Reiseversicherung

Eine Reise soll der Erholung dienen. Im Urlaub erhofft man sich, Entspannung zu finden vom harten Arbeitsalltag. Doch das Pech kann auch in den wohlverdienten freien Tagen zuschlagen. Damit zum Ärger im Urlaub nicht auch noch ein finanzieller Schaden dazukommt, lohnt sich der Abschluss einer Reiseversicherung. Die Reiseversicherung ist dabei ein Übergriff für verschiedene Versicherungen, die Urlauber in den Ferien vor unterschiedlichen Risiken schützen. So können sich Reisewillige zum Beispiel für den Fall einer Erkrankung am Urlaubsort versichern lassen oder eine Versicherung für verlorengegangenes Reisegepäck abschließen.

Absicherung gegen Krankheiten und Unfälle am Urlaubsort

Die Reisekrankenversicherung ist der wichtigste Schutz, den Urlauber vor dem Antritt ihrer Ferien abschließen sollten. Erkrankt man im Urlaub, ist nicht nur die Erholung dahin. Ärzte im Ausland rechnen zudem ausschließlich privat ab, die Patienten müssen also in Vorleistung treten.
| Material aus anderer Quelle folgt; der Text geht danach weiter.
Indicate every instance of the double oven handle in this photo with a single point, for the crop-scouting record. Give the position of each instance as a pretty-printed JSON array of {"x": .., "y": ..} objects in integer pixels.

Die Gesetzliche Krankenkasse zahlt zwar für die Behandlungen – aber nur den Betrag, den für den sie in Deutschland auch aufkommen würde. Für alle weiteren Kosten ist die Reisekrankenversicherung zuständig.

Als zusätzlichen Schutz können sich die Versicherten für eine Reiseunfallversicherung entscheiden. Diese Versicherung ist nicht nur für Aktivurlauber, die beim Klettern oder Tauchen ein höheres Risiko haben, sinnvoll. Wer mit dem Mietwagen auf Ibiza unterwegs ist, sollte daran denken, dass man vor Unfällen ist auch im Urlaub nicht gefeit ist: Man kann mit dem Auto verunglücken oder als Passant angefahren werden. Trägt der Urlauber gar eine Invalidität davon, zahlen die Reiseunfallversicherungen eine monatliche Invalidenrente und im Todesfall leistet sie Zahlungen an die Angehörigen. Nicht in den Tarif eingeschlossen ist allerdings der Rücktransport nach Deutschland. Dieser kann nötig werden, falls die Behandlungsmöglichkeiten vor Ort nicht ausreichen. Der Krankentransport per Hubschrauber ist sehr kostspielig – eine Reiserücktransportversicherung kommt für diesen Aufwand auf.

Reisestornoversicherung

Mit den Reisekrankenversicherungen sind Urlauber im Ausland vor den Folgekosten von Krankheit oder Unfall geschützt. Doch was, wenn die Reise erst gar nicht angetreten werden kann, zum Beispiel, weil man vorher erkrankt? Meist ist der Urlaub schon voll bezahlt – um auf diesen Kosten nicht sitzenzubleiben, sollte direkt bei der Buchung eine Reisestornoversicherung abgeschlossen werden. Kann die Reise nicht stattfinden, erhält man damit einen Teil oder sogar die Gesamtsumme des gezahlten Geldes wieder.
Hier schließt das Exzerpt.